While the 2012 Games are for the near-exclusive preserve of London, despite Coe's utterances about a British Olympics, hosting the World Cup would have brought about stadium and infrastructure improvements in the north of the country – and, specifically, Leeds and Sheffield.
TALKING of London, I see 16 tourist leaders are bleating about threats to funding. Even though the Olympics is providing the capital with unprecedented amounts of free publicity and marketing, they're complaining about possible reductions at VisitLondon, an organisation that receives public investment of 11.7m a year.
Given that these individuals also say tourism is worth 16bn a year to the capital, I would have thought that they could foot the bill out of their own coffers so resources can be targeted on the provinces that will lose out during the Olympics. Such as, dare I say, Yorkshire.
NO wonder Ed Miliband, the Labour leader, looks a worried man.
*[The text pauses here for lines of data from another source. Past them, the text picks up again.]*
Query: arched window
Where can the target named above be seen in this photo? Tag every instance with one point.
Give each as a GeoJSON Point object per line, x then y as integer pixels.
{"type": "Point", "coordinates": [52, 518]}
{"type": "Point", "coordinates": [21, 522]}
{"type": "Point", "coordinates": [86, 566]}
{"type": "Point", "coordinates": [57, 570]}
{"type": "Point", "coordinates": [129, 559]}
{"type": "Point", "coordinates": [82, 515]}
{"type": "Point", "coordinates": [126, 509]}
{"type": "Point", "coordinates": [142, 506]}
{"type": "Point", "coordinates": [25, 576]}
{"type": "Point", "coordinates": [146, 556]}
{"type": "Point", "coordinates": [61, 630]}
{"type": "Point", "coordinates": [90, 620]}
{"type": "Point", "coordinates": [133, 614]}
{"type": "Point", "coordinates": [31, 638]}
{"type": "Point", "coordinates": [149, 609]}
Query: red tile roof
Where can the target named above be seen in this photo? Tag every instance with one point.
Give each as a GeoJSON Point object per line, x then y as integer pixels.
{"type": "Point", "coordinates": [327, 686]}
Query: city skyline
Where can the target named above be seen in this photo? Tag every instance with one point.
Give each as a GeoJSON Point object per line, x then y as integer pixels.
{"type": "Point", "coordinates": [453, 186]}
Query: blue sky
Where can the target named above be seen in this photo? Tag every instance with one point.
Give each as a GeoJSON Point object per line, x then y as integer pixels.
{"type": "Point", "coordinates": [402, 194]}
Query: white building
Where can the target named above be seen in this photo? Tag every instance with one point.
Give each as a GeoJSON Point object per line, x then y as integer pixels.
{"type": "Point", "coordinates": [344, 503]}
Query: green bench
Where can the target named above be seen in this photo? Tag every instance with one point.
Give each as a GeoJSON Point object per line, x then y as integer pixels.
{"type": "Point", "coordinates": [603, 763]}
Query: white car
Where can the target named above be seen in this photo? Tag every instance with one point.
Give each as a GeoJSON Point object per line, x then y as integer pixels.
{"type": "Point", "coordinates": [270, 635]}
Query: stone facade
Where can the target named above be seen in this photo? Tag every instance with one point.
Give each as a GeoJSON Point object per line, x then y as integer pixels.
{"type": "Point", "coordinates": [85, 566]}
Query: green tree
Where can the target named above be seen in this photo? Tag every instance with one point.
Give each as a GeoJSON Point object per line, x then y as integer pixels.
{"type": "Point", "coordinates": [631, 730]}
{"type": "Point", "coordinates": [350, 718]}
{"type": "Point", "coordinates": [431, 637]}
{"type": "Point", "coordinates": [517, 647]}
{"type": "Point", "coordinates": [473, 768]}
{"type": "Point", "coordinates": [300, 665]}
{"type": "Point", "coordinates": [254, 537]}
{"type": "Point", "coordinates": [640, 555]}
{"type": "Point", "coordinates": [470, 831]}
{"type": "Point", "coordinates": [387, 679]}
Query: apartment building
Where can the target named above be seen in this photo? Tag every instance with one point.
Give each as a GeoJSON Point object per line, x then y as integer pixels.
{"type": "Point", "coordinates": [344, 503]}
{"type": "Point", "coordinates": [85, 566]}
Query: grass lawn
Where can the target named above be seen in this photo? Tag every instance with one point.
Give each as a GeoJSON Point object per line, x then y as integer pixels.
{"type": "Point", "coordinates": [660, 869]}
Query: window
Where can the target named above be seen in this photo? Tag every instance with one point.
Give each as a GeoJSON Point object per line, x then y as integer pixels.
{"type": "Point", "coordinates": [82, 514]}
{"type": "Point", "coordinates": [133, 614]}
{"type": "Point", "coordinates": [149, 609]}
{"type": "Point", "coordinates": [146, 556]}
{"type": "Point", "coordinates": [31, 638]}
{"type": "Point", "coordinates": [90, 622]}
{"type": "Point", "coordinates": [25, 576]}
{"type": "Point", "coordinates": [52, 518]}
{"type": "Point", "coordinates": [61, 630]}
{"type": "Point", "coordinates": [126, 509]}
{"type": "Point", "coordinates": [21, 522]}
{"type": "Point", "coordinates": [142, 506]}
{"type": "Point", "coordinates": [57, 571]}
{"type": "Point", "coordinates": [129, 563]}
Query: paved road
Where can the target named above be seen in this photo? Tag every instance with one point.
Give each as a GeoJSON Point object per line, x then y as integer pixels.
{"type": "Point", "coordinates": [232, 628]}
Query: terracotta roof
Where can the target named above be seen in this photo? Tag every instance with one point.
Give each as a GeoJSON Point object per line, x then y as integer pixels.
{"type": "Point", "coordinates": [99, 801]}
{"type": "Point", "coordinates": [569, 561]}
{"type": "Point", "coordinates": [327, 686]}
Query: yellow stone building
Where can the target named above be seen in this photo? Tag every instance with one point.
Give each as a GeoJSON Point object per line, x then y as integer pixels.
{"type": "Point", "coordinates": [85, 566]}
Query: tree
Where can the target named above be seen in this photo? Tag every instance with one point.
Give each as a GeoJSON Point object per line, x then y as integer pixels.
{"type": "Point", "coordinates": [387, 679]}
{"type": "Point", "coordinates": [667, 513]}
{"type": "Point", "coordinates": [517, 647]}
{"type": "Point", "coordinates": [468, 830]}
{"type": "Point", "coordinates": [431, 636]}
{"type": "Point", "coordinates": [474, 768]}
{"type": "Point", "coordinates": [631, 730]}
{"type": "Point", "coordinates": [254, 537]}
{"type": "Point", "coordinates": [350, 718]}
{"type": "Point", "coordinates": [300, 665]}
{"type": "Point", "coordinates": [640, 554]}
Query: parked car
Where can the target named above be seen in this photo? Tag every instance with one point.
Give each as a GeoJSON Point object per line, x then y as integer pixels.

His elder brother, David, returned to the political fray this week and asked the most pertinent question – why do those GPs now responsible for NHS budgets undergo no work on commissioning during their eight years of training?
The former Foreign Secretary is right to question why people with no financial expertise will be responsible for vast budgets – but why couldn't Labour's front bench have made this point?